Canada’s borders in globalization offer an opportunity to explore the interplay of borders and culture, identify the fundamental currents of border culture in motion, and establish an approach to understanding how border culture is placed and replaced in globalization.
Contributors
Victor Konrad
Victor Konrad teaches Geography at Carleton University, in Ottawa. Recently, Professor Konrad was Visiting Professor at Eastern China Normal and Yunnan Normal Universities in Shanghai and Kunming; Radboud University, Nijmegen, Netherlands; and the Karelian Institute of the University of Eastern Finland. In 2009, he was visiting fellow at the Border Policy Research Institute, Western Washington University. From 1990 to 2001, he established the Canada-U.S. Fulbright Program and the Foundation for Educational Exchange between Canada and the United States. During the 1970s and the 1980s, he was a professor of geography and anthropology at the University of Maine and Director of the Canadian-American Center. Professor Konrad is author and editor of more than a hundred books, articles, and book chapters in cultural geography, border studies, and Canadian studies. The most recent book, North American Borders in Comparative Perspective, was co-edited with Guadalupe Correa-Cabrera and published by the University of Arizona Press. Dr. Konrad is past president of both the Association of Borderlands Studies and the Association for Canadian Studies in the United States, and recipient of the Donner Medal. He serves on the editorial boards of the Journal of Borderlands Studies and the Borders in Globalization Review. Victor Konrad is the culture lead for the Borders in Globalization Project.
Melissa Kelly
Melissa Kelly holds a PhD in Social and Economic Geography from Uppsala University.
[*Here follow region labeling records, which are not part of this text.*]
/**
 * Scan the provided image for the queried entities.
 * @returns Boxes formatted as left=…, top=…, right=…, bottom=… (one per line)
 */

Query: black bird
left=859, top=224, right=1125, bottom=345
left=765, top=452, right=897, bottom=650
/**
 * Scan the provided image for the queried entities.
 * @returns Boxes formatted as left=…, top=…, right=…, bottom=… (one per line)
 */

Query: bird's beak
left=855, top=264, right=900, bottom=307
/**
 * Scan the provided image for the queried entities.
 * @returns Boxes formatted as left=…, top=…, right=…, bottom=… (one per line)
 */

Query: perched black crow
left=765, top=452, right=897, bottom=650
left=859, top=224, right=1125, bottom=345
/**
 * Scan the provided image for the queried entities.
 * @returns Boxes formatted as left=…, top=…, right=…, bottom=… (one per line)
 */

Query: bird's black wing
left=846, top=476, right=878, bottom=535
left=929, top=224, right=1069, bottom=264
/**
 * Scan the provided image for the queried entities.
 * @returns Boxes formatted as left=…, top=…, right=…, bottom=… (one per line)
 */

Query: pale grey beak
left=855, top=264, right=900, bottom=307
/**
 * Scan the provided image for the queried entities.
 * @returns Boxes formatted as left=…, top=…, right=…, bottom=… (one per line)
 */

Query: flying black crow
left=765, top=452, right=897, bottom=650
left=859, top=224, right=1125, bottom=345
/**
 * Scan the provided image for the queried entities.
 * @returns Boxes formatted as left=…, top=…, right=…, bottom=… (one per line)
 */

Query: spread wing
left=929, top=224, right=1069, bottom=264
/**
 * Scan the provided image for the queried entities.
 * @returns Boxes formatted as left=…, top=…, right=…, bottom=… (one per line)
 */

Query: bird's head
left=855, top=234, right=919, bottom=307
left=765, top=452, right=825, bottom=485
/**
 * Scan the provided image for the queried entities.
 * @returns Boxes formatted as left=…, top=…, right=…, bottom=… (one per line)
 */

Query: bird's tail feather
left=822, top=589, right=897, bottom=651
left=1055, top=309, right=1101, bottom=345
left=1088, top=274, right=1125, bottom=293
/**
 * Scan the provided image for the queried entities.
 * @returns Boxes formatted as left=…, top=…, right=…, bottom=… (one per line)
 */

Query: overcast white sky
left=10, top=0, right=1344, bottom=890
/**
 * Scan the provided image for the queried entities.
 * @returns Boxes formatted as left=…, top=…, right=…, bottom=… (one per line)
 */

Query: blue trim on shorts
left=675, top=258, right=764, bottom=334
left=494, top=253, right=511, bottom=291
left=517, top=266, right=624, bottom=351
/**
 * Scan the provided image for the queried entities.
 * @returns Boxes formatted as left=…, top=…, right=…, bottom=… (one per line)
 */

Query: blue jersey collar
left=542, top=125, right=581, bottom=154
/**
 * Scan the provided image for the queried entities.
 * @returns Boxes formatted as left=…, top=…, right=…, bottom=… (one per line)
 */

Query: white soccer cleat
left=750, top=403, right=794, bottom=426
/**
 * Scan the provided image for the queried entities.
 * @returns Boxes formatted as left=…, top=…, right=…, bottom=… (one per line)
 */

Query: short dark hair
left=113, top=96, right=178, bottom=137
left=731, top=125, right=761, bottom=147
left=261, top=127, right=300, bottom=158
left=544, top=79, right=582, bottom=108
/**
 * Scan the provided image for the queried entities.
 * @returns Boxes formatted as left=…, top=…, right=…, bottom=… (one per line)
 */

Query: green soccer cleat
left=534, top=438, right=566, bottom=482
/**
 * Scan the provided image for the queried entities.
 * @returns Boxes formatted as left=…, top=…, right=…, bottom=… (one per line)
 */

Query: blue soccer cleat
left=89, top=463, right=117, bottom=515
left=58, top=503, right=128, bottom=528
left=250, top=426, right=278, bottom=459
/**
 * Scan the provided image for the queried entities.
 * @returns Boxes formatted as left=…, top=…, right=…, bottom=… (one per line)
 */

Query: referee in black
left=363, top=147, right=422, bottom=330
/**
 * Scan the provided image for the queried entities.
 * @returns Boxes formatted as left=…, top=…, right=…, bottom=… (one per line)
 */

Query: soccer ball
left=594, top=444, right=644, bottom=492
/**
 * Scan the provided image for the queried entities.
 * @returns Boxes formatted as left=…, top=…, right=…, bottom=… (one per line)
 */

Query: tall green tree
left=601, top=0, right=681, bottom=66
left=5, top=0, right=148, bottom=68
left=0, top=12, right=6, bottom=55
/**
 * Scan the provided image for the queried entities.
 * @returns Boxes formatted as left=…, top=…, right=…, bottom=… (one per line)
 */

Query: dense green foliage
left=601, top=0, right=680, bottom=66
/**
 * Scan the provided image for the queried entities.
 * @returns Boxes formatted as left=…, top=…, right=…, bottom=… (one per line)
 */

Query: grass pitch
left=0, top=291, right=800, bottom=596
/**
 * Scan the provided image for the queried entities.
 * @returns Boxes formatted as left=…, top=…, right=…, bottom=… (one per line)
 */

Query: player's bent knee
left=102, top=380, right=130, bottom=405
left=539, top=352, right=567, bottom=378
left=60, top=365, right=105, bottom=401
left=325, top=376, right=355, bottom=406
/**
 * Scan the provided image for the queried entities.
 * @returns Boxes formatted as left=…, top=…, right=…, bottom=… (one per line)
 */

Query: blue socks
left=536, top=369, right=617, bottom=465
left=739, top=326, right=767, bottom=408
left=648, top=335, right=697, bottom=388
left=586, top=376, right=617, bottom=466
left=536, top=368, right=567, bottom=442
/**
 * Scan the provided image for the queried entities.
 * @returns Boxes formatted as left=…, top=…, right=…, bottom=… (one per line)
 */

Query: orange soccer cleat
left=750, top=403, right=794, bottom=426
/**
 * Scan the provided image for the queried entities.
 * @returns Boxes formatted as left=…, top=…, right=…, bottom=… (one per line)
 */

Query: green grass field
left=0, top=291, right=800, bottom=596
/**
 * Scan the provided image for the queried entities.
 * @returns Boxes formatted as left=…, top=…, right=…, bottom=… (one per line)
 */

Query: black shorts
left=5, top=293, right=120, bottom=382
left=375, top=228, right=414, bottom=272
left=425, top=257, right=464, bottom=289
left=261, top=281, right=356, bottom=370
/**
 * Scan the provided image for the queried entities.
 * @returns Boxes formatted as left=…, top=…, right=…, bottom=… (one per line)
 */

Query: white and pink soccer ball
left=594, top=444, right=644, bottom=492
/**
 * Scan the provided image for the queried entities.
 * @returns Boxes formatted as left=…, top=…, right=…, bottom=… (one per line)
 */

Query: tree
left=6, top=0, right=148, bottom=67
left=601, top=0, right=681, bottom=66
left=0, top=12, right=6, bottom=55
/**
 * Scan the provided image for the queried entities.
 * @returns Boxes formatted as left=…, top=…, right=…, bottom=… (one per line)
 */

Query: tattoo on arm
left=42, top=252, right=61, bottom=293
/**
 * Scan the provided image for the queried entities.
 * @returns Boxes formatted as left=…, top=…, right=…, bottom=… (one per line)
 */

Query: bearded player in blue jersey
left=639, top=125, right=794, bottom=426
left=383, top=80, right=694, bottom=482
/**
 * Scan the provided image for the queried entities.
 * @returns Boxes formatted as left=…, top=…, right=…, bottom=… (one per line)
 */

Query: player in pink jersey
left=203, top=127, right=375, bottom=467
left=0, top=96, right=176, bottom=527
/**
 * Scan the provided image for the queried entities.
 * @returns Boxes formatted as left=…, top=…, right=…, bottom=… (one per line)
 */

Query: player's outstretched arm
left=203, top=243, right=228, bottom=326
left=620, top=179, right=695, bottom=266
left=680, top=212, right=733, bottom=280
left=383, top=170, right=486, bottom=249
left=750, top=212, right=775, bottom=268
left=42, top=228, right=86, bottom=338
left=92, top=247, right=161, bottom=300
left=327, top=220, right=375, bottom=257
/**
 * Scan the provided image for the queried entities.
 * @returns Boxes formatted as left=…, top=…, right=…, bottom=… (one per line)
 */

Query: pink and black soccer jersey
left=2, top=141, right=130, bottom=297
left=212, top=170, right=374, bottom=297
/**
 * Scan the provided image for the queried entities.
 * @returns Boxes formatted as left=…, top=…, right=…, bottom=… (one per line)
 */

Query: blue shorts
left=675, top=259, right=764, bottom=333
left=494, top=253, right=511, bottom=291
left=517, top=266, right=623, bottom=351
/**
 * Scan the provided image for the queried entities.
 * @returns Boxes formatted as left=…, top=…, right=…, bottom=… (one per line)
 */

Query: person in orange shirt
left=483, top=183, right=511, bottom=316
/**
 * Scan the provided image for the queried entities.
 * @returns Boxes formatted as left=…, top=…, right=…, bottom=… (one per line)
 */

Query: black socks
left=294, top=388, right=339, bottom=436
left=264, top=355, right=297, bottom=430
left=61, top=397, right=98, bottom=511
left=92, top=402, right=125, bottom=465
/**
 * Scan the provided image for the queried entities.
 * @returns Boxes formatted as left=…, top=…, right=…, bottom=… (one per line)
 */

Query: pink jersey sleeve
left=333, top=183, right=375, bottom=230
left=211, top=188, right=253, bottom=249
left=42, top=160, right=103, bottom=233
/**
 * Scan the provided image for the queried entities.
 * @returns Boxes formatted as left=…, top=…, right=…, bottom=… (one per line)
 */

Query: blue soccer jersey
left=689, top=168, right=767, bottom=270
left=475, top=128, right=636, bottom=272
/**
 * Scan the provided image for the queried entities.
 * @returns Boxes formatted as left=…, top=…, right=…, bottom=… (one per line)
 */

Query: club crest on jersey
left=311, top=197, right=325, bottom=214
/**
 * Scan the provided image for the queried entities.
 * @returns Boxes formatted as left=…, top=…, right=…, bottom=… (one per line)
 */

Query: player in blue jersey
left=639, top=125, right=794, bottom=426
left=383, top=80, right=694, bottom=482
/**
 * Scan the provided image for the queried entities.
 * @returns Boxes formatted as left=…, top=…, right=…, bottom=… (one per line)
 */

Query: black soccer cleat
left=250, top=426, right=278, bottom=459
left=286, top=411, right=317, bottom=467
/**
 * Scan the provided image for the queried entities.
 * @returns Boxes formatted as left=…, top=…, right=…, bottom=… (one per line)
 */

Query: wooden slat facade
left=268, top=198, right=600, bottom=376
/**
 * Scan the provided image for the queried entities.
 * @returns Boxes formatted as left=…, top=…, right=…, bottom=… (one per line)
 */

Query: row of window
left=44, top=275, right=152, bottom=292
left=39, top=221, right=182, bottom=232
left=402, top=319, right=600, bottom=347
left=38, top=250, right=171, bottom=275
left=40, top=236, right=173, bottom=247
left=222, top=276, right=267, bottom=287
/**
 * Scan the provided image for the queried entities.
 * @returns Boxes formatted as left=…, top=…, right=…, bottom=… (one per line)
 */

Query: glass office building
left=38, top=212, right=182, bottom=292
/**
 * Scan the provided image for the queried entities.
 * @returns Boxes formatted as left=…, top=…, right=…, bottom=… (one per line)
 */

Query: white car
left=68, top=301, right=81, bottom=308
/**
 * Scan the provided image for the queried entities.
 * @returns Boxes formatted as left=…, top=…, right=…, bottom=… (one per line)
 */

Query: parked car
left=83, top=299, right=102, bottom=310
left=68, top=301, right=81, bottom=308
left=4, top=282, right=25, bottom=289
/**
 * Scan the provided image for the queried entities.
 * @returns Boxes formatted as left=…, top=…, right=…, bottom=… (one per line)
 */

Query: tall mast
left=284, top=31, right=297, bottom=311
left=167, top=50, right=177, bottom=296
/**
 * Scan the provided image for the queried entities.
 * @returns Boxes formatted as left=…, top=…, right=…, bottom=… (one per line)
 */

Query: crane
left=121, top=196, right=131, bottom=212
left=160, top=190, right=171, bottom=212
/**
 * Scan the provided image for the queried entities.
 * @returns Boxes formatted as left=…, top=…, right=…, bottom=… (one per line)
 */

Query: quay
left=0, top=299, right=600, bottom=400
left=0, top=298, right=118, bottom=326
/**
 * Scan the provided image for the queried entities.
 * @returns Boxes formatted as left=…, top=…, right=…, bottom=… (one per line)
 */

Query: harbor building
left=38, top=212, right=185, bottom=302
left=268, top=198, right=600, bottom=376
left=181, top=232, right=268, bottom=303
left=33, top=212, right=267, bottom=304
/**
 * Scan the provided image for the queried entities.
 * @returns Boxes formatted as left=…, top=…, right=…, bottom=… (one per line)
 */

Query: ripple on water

Her doctoral dissertation investigated the economic, social, and cultural factors influencing the onward migration of refugees from Sweden to third countries. She focused specifically on Iranian-born individuals who spent several years in Sweden before subsequently moving on to other parts of the Iranian diaspora. Following the completion of her PhD, Melissa was awarded a Freestanding Postdoctoral Fellowship by the National Research Foundation of South Africa. She carried out a study on the everyday experiences and multiscalar belonging of cross-border migrants living and working in the city of Bloemfontein, South Africa. Following this, she became a postdoctoral fellow with the Borders in Globalization Project at Carleton University. Her research focused on seasonal retirement migration in the North American context and its implications for regional integration. Melissa is currently a research fellow with the Canada Excellence Research Chair in Migration and Integration at Ryerson University. Her research interests include diversity, inclusion and community building in rural and remote areas, and regional approaches to migration governance. In addition to her academic pursuits, Melissa has contributed extensively to the development of immigration and labour market programs for the Government of Canada.